Why the FTC is telling companies to patch Log4j vulnerabilities

A general view of the U.S. Federal Trade Commission (FTC) building, in Washington, D.C., on Wednesday, October 20, 2021, amid the coronavirus pandemic. According to news reports, President Biden has begun pushing for a scaled down version of his Build Back Better spending plan, in the range of $1.9 trillion instead of $3.5 trillion, as negotiations continue between Democrats on Capitol Hill. (Graeme Sloan/Sipa USA)No Use Germany.

For cybersecurity workers, 2021 ended with a bang. On Dec. 9, a severe zero-day vulnerability was publicly disclosed in Log4j, a widely used Java logging utility. Dubbed Log4Shell, the flaw allowed an attacker to remotely gain control of a vulnerable device that used the utility. Given Java’s ubiquity, this meant that hundreds of millions of devices were at risk, ranging from servers for enterprise software, cloud hosting, and web applications, to consumer devices such as smart TVs and internet-connected security cameras. What’s more, the flaw was easy to exploit, rendering it accessible to bad actors with no need for high levels of skill, sophistication, or resources. The head of the U.S. Cybersecurity and Infrastructure Security Agency (CISA), Jen Easterly, called the Log4j flaw one of the most serious vulnerabilities she’d ever seen.

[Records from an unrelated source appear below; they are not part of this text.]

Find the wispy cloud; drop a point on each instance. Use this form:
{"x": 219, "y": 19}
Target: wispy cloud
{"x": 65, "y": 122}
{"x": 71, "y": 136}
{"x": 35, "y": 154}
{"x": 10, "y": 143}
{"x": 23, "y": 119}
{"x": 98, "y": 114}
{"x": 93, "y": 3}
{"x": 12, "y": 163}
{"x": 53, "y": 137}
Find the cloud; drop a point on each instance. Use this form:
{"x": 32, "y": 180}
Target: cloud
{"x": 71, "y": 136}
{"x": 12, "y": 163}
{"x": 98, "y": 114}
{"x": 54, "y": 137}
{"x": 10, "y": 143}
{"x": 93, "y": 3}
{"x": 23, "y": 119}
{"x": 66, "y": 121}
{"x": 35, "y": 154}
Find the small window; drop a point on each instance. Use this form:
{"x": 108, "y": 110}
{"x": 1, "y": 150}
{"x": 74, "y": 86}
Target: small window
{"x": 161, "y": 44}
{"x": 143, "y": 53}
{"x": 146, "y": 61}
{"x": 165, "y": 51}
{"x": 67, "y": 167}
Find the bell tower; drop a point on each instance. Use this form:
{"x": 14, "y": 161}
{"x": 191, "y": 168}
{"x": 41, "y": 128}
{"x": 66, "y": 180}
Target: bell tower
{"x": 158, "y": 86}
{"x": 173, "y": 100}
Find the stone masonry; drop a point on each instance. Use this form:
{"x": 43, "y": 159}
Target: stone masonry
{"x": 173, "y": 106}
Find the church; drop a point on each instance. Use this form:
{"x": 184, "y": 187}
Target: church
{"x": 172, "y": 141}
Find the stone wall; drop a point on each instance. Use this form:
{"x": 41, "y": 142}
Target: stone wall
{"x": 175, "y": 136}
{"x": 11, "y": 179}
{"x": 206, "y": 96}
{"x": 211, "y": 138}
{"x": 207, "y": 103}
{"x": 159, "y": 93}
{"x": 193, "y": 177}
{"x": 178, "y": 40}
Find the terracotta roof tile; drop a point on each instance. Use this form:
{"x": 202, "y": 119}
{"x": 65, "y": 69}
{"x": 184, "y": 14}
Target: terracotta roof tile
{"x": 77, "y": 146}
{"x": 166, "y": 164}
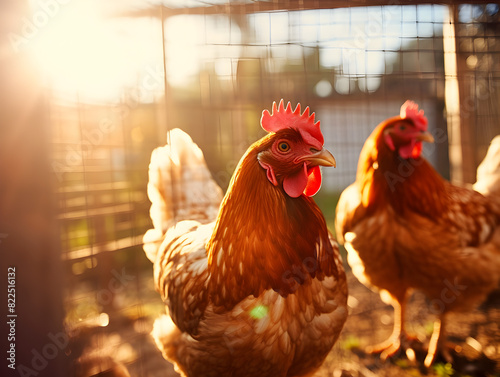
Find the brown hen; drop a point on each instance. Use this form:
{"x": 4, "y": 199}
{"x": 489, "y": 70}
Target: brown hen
{"x": 405, "y": 228}
{"x": 261, "y": 290}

As 2022 begins, the crisis shows no sign of abating. Remediation efforts continue, while attackers are probing systems looking for Log4j vulnerabilities. On Jan. 3,  security experts at Microsoft wrote that they expect this issue “to have a long tail for remediation, requiring ongoing, sustainable vigilance.” The company has already observed state-backed hackers from China, Iran, and North Korea attempting to exploit the Log4j vulnerability, and Easterly foresees that attackers will keep doing so “well into the future.” The coming year is likely to see more attacks on critical infrastructure, more ransomware attacks against public and private networks—and increased risk to the security of Americans’ personal, financial, and other sensitive data. That’s because, like it or not, private-sector companies hold vast amounts of information about us, on systems whose security is beyond our control. Yet the United States doesn’t yet have a generally applicable federal law that would impose minimum data security requirements on the private sector. So how will our government defend Americans’ data security against the Log4j threat?

In the absence of broad data-security rules, several U.S. regulators are stepping up to address Log4j. CISA, for example, has mandated that the sprawling array of civilian federal computer networks be updated to address the Log4j vulnerability. The deadline to do so was Dec. 23, but the work is ongoing. The Federal Trade Commission, for its part, is engaging with the private sector by warning companies that they could be subject to legal action if they fail to remediate the Log4j vulnerability.

On Jan. 4, the FTC published a blog post reminding companies that they have a legal “duty to take reasonable steps to mitigate known software vulnerabilities.” It threatened to bring the full force of the agency’s authority against “companies that fail to take reasonable steps to protect consumer data from exposure as a result of Log4j, or similar known vulnerabilities in the future.” The warning cited the $700 million it cost Equifax to settle multiple enforcement actions stemming from a 2017 data breach that affected 147 million people due to the company’s failure to patch a known security vulnerability.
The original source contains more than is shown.